En regardant la presse suisse et française la semaine dernière, impossible de rater l’information relayée par le Figaro, le Point, 24heures et probablement d’autres : Paris s’inquiète du chômage en Suisse, qui a un impact sur les finances de la France, car les frontaliers sont indemnisés par la France. Je crois que c’est bien la première fois que je vois les autorités françaises, que dis-je, parisiennes, s’intéresser aux frontaliers. Et c’est un peu tard.

Les frontaliers sont indemnisés par Pôle Emploi en France et cotisent en Suisse

Si Paris s’émeut, c’est parce que les autorités françaises passent à la caisse. En effet, pour ceux qui ne savent pas comment se passe le chômage des frontaliers, le système est le suivant : un frontalier français en Suisse qui se retrouve au chômage est indemnisé par la France, bien qu’il ait cotisé en Suisse. Selon les différentes sources journalistiques, les frontaliers seraient le 2ème régime le plus coûteux en France, après celui des intermittents du spectacle. En ces périodes où la France a du mal à boucler ses budgets, ça fait désordre.

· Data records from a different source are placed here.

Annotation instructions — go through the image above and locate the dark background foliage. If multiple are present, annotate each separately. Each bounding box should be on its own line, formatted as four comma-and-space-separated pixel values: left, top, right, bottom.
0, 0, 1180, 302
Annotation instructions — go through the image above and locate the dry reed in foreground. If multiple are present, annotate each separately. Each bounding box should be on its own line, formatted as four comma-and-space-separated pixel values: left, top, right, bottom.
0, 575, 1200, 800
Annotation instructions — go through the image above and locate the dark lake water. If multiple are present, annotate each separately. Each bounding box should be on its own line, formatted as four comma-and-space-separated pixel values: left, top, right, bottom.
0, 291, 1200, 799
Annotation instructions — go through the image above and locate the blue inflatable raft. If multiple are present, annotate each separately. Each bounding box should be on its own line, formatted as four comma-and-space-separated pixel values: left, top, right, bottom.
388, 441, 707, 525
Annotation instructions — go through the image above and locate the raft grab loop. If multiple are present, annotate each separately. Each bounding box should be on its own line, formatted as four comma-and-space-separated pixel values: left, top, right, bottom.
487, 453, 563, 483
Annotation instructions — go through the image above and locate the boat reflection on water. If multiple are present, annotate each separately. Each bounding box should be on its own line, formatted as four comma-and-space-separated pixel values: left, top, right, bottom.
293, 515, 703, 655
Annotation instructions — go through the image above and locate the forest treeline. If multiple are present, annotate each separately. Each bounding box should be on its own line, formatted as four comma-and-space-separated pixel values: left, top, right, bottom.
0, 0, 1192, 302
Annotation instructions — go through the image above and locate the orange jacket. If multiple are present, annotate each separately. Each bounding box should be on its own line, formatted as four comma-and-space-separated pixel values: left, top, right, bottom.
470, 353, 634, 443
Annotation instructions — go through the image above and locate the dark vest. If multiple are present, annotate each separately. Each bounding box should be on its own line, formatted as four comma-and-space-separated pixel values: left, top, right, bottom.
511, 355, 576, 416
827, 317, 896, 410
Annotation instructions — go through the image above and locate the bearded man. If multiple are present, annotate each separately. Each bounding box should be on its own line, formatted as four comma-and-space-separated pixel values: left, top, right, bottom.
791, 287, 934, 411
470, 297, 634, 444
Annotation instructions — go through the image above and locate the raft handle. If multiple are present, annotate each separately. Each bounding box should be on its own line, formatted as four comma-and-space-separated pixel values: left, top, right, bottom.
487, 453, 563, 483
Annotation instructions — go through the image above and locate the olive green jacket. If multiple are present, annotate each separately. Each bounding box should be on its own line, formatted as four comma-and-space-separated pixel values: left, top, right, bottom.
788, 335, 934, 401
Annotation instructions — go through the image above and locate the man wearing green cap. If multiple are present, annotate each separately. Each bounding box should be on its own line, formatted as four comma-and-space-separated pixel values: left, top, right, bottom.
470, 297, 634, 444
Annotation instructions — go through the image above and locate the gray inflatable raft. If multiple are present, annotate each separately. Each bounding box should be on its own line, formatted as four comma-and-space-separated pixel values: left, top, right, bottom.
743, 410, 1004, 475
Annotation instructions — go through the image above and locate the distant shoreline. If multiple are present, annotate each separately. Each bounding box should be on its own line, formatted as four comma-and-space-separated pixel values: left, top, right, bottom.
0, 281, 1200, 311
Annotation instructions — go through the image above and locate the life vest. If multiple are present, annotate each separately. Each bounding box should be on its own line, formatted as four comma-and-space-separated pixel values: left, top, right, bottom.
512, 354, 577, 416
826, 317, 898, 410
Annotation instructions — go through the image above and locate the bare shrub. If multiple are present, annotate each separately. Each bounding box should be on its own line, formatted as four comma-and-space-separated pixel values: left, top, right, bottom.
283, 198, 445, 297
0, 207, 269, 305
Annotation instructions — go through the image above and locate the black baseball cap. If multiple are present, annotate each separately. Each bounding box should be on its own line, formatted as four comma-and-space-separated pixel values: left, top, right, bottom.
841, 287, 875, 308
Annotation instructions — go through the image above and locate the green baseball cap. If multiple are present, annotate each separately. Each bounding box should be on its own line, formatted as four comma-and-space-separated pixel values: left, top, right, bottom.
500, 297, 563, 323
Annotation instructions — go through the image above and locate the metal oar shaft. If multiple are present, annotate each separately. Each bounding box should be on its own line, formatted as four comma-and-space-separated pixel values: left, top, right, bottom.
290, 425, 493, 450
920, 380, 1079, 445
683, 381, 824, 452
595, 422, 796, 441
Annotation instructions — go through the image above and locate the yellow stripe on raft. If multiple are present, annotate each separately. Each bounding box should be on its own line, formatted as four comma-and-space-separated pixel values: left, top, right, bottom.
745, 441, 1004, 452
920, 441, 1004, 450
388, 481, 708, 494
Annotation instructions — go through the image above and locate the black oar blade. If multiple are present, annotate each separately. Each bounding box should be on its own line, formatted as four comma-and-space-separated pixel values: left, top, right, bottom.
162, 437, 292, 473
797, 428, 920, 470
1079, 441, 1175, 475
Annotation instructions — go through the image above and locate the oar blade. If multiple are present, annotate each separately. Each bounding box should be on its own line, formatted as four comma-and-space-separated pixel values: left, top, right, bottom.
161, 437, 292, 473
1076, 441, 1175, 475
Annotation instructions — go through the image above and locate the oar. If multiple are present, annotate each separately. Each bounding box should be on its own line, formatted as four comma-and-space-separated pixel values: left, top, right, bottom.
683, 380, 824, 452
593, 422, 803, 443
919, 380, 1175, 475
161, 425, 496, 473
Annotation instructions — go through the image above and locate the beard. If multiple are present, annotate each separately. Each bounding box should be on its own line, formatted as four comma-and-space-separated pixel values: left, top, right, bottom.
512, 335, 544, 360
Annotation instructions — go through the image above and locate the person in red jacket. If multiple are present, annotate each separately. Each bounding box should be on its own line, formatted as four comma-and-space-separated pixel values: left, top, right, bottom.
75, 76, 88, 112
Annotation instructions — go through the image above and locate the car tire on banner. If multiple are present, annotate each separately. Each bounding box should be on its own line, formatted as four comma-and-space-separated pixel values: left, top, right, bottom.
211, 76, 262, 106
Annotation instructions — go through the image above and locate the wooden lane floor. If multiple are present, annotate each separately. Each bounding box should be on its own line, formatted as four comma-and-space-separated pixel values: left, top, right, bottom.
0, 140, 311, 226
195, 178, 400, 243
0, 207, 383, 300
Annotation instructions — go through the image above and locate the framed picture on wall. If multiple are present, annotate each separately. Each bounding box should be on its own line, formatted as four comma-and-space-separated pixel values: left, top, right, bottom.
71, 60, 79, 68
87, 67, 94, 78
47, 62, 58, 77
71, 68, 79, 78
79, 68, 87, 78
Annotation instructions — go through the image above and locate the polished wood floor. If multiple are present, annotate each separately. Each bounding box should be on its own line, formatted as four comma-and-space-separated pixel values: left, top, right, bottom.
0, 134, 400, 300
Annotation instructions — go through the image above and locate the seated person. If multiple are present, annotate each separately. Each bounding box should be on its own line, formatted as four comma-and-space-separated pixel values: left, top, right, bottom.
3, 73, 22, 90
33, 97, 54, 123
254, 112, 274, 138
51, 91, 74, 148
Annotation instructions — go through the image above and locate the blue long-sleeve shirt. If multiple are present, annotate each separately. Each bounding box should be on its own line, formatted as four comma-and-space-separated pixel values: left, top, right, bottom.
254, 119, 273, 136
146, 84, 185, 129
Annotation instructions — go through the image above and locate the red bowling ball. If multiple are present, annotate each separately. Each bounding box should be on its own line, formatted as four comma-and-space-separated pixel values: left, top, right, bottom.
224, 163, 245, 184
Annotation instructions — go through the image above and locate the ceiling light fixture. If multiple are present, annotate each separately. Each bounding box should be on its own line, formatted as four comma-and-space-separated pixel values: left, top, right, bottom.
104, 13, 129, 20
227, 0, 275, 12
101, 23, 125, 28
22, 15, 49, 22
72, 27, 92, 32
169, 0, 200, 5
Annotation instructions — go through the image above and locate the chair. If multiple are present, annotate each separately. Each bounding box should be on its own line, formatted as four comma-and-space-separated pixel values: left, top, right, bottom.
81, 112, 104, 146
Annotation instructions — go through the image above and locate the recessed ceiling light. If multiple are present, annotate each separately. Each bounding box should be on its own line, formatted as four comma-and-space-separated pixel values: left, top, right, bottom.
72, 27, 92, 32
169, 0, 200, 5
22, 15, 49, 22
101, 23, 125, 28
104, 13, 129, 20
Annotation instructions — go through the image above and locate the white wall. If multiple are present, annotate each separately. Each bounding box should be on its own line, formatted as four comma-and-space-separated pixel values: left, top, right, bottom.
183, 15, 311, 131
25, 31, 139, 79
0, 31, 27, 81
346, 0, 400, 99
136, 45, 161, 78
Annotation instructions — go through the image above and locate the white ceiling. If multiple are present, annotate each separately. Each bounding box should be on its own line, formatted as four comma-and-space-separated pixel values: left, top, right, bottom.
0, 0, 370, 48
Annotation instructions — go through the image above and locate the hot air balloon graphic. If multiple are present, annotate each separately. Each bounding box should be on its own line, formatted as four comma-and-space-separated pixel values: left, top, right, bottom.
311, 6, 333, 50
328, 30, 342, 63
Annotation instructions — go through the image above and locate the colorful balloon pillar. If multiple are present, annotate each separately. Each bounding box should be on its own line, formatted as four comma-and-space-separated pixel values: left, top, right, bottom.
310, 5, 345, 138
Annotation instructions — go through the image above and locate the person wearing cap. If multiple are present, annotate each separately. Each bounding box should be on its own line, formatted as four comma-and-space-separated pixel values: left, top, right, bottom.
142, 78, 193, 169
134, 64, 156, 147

Un système rendu possible par des négociations bien menées par la Suisse

Ce système est un héritage des négociations bilatérales qui ont donné lieu à un accord signé en 2004 entre la Suisse et la France, accord mis en application en 2009. A l’époque, les négociateurs suisses, réputés pour leur maestria, ont fait passer un éléphant dans un trou de souris, face à des négociateurs français visiblement incrédules. Je pense que ce « détail » (il y avait à l’époque, en jeu, des intérêts importants sur  le thème notamment de la libre circulation) coûte aujourd’hui à la France plusieurs centaines de millions d’euros sur la période (pour être juste, il faudrait le calculer mais je suis presque sûr de ne pas être trop loin).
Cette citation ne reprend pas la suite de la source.